Nazismo ou Filosofia Confiscada?

Há um 'pensador' no twitter, site de relacionamentos da internet que transformou-se em "mundo" à parte, interpretando o filósofo alemão Friedrich Wilhelm Nietzsche, entre outras coisas, como grande egoísta, míope de espírito, contraditório, nazi-fascista e influente do próprio regime nazista.

Muitos no passado, erroneamente, tiveram este mesmo pensamento superficial. Entretanto, outros tantos estudiosos (não necessariamente nietzschenianos) e a própria obra de Nietzsche, indeferem este tipo de ideia, às vezes, preconceituosa e medíocre.

Vemos que como grande admirador da Antiguidade, principalmente da cultura clássica grega, este magnífico filósofo alemão não aceitava a separação entre o corpo e o espírito. Tampouco dissociava, em seus textos, pensamento e vida.

No entanto, as grandes influências de Nietzsche surgiram na época em que ele descobriu a filosofia pessimista, mas coerente, de Arthur Schopenhauer; assim como as composições do músico, e anapluro humano, Richard Wagner - de quem se tornou grande amigo e admirador de suas obras musicais (inicialmente o pensamento de Nietzsche vertia a comparar música à vida, talvez isto explique tão repugnante amizade).

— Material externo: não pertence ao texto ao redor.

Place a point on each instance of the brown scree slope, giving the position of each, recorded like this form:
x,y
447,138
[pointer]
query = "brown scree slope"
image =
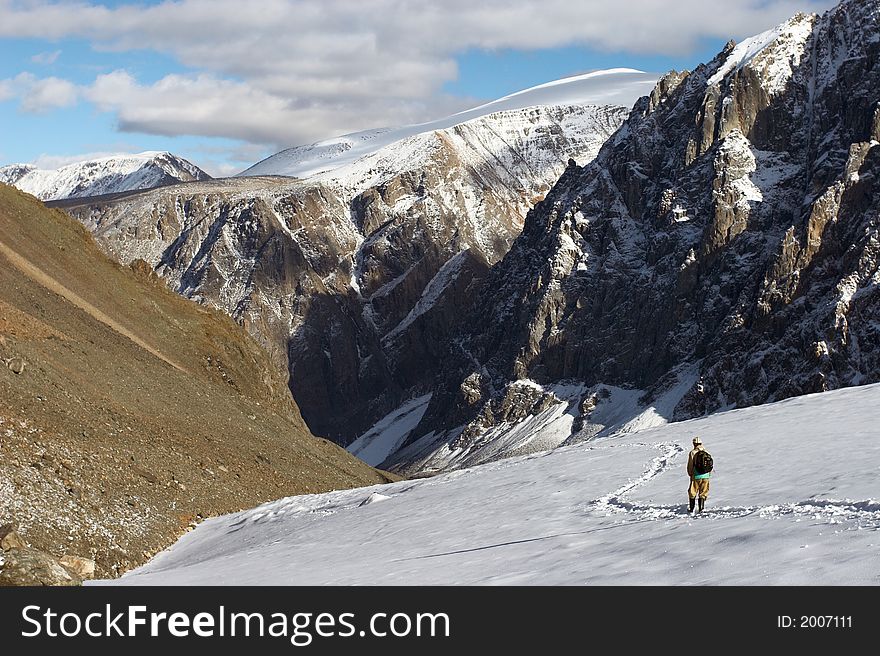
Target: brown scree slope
x,y
137,412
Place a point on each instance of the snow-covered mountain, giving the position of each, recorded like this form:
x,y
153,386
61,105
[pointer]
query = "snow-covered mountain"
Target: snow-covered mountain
x,y
725,243
104,175
613,87
354,276
608,512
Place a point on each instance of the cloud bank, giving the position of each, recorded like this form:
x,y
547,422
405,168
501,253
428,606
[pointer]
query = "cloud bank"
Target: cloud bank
x,y
285,72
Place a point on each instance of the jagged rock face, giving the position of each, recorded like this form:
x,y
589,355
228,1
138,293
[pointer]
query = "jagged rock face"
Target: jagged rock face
x,y
732,223
354,279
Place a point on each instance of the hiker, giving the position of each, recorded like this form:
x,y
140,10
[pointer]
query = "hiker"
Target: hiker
x,y
699,471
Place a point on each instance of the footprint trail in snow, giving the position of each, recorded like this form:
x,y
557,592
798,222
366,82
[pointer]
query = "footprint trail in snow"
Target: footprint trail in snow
x,y
865,513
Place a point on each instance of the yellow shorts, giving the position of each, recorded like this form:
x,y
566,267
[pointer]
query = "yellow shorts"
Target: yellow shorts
x,y
699,488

Tanto na música, na filosofia e também na antiguidade clássica grega, o pensador encontrava o papel da existência estética (como conceito aristotélico); Nietzsche chegava a ver em Wagner o renascimento da grande arte grega. Apenas mais tarde, caindo em si (e digo que apenas os homens sábios tornam atrás em suas ideias mais absolutas), ele se distanciou do compositor de As Válquirias, Tristão e Isolda, Parsifal, entre outras tantas do mesmo gênero, por considerá-lo bajulador do gosto pedante do público burguês da época; e se distanciou também da obra de Schopenhauer por ver no pessimismo um sintoma de decadência cultural - talvez aí o pensamento nietzscheniano tenha retroagido, pois em Vontade de Representação, extraordinário livro de Schopenhauer, temos uma filosofia crua sim, porém extremamente harmônica entre ideias e acontecimentos.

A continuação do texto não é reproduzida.